As they reached the car, Samina waited for Topher to place the painting in the trunk instead of getting inside. She bit her bottom lip as he walked over to her side and opened the car door. “Can we… talk?”
He stiffened visibly and dropped his hand from the car door.
Samina blinked as his dark gaze slid to her face.
Then Topher sighed. “Fine.” He moved around her to his side of the car and Samina slipped into the passenger’s seat.
Her pulse quickened as he started the engine but didn’t put the car in reverse. Instead, he leaned back in the seat, stretched out his long legs and turned to face her. “So talk.”
Samina hesitated, taken back by his clipped response. This wasn’t how she wanted to do it. Couldn’t they have gone somewhere a little more… comfortable and where she could at least see his face? She pursed her lips. “Aren’t you going to ask me?”
“Ask what? Who he is? Where you met him?”
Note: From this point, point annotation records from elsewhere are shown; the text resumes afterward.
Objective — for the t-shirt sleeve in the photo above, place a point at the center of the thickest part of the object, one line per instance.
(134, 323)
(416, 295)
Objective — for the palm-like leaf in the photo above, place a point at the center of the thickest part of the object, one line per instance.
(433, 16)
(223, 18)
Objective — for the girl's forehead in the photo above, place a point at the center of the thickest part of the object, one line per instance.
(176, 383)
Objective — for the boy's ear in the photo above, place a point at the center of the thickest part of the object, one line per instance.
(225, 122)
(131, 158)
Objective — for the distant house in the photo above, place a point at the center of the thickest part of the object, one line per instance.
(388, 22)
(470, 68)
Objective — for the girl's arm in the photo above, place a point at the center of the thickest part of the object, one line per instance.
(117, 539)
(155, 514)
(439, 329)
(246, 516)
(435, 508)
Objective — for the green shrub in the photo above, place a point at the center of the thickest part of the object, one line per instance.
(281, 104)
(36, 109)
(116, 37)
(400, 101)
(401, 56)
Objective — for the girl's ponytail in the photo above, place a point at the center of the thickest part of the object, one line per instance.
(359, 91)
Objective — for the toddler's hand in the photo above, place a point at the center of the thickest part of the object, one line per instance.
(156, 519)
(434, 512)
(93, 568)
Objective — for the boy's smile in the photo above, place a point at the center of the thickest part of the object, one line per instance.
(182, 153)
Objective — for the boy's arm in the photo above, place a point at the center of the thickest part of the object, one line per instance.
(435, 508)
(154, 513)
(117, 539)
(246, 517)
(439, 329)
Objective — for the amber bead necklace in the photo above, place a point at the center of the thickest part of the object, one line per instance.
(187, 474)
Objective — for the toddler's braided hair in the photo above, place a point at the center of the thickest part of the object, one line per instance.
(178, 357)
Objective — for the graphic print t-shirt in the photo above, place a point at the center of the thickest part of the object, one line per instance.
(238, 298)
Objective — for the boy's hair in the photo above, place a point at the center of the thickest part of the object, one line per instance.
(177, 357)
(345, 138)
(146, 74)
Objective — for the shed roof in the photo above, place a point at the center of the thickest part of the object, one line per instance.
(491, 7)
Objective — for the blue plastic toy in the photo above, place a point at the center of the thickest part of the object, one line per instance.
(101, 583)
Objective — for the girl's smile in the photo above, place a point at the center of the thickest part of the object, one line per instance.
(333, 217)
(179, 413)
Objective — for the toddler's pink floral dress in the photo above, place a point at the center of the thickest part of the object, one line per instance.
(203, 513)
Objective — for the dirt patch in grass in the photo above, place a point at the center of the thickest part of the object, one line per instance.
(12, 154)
She frowned. “Are you asking me then?”
Topher heaved a sigh. “Honestly Samina, it doesn’t matter who he is and where you met him. I’m disappointed that you didn’t give me a chance, but I can’t do anything about that, can I?”
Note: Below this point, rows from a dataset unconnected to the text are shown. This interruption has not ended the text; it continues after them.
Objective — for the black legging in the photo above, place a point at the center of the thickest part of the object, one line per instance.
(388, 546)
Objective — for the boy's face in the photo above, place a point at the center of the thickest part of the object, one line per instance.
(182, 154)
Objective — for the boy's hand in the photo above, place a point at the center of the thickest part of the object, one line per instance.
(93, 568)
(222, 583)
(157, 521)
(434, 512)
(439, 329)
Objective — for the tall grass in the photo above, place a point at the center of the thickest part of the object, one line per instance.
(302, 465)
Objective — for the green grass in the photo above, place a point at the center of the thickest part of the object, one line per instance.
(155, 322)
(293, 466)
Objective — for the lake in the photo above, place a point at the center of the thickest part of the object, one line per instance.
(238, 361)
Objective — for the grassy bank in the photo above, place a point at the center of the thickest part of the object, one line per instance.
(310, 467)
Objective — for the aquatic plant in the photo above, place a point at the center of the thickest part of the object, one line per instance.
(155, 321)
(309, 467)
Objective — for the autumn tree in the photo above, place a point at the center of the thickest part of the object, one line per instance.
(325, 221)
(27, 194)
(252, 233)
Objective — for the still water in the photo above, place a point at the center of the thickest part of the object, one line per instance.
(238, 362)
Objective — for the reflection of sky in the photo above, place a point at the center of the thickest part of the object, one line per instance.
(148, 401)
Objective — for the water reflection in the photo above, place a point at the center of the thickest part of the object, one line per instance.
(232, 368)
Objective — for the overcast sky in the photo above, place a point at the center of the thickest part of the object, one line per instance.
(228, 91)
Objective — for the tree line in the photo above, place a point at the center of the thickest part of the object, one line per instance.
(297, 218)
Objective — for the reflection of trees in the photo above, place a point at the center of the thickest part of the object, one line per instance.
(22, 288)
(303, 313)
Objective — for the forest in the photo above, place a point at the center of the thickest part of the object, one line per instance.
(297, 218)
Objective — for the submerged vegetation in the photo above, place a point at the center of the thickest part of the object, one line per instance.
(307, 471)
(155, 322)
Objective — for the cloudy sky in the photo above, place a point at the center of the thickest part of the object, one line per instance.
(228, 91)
She stared at him in silence. Was this all he had to say?
“But I’ll probably regret it either way, so tell me. Who is he?”
Tears stung her eyes and Samina blinked them away, annoyed by her reaction to his icy demeanor. This wasn’t the Topher she knew. Or maybe she never knew him at all and expected him to understand, at least give her a chance to explain.
She folded her arms across her chest, not knowing what else to do with her hands. “Never mind…”
And he didn’t prod her. Instead, Topher quietly turned in his seat and put the car in reverse, the engine revving loud as though echoing the screaming in her lungs. Samina turned her face to the window, tears stinging her eyes as Topher pulled out of the parking lot and took her home.
“Don’t you dare cry, Samina! Don’t you dare,” she screamed inwardly.
The love of her life had just told her he loved her too and wanted to be with her. Caring what Topher thought about her starting a relationship with Ezekiel was foolish and unfounded. She needed to get her mind right, starting now.
As Topher pulled into her driveway, Samina unbuckled her seatbelt and opened the door. She bit back a protest as he stepped out of the car and moved to the trunk to retrieve her painting. The sooner she got inside the better.
“Thanks,” she mumbled, receiving the painting from his hand. Forcing herself to look at him, Samina willed away the tears that threatened as she scanned his shadowed features. “For everything, Topher, thank you…” Swallowing the lump in her throat, she spun around and hurried up the driveway to the porch.
The sound of fleeting footfall, followed by the revving of an engine as Topher reversed the car onto the main street, invoked tears to fall down Samina’s face. The weight of the painting in her hand reminded her of the beautiful gift tonight had been for her. Topher’s surprise had touched her heart and she truly was grateful. Instead of showing him just how much his kindness and consideration meant to her, she’d hurt him.
A long tear slid down her face and Samina angled her face, pressing her cheek to her shoulder. Balancing the painting, she unlocked the door and stepped inside before the tears fell free.
Propping the painting against her knee, Samina pressed her hands to her face, catching the rebellious tears.
She inhaled sharply and jerked her gaze up to where a concerned Ezekiel stood in the middle of her living room, a scowling Karen and curious Obadiah standing behind him. Samina groaned inwardly and wiped her face.